L’ex presidente filippino Duterte accusato di crimini contro l'umanità
A luglio, la Corte Penale Internazionale (CPI) ha incriminato l’ex presidente delle Filippine Rodrigo Duterte con tre capi d’accusa per crimini contro l’umanità, legati alla sua controversa “guerra alla droga”. L’estensione delle accuse è stata resa pubblica lunedì e documenta il coinvolgimento diretto di Duterte in 76 omicidi tra il 2011 e il 2019.
Secondo l’accusa, Duterte avrebbe istituito e sostenuto squadre della morte, favorendo un’ondata di uccisioni extragiudiziali. Avrebbe fornito loro armi, incentivi e immunità. In particolare, le imputazioni fanno riferimento a 19 omicidi avvenuti durante il suo mandato di sindaco a Davao e ad altri omicidi di “bersagli di alto profilo” nel periodo in cui era presidente.
Dopo l’arresto, Duterte si è assunto la responsabilità delle repressioni.

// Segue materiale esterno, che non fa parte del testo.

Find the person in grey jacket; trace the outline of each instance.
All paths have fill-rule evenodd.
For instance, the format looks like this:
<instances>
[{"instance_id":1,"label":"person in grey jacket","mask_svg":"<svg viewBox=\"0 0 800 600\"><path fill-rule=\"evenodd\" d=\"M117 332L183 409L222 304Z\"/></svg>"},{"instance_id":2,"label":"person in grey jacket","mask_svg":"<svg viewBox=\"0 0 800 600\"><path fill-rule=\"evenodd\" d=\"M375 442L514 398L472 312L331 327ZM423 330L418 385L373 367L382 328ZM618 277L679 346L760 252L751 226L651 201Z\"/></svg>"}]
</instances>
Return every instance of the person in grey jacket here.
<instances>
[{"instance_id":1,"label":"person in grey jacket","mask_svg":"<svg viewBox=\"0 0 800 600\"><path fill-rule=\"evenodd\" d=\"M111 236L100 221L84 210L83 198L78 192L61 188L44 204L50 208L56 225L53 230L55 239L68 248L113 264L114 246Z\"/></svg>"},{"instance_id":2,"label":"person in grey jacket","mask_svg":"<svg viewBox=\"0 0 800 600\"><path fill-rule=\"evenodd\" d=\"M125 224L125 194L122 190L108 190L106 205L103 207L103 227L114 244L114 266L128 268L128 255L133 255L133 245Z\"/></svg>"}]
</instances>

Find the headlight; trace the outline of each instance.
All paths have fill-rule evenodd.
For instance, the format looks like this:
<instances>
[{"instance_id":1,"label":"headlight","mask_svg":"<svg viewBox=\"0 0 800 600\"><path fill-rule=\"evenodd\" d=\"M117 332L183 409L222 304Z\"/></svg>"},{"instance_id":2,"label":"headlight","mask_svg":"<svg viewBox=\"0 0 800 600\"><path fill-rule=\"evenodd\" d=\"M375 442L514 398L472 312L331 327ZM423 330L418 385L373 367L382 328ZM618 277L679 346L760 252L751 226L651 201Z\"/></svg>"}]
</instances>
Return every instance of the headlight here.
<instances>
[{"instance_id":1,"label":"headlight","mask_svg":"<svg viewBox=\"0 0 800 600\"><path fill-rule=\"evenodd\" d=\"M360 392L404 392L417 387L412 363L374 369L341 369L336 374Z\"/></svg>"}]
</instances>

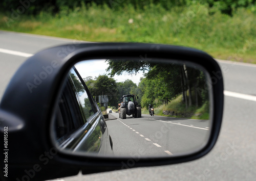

Tuttavia, ha dichiarato di non provare alcun rimorso, sostenendo di aver agito nell’interesse del Paese. La CPI ha recentemente rinviato un’udienza per valutare la sua idoneità a sostenere il processo. Il suo avvocato ha invocato presunti deficit cognitivi per chiedere un rinvio a tempo indeterminato del procedimento.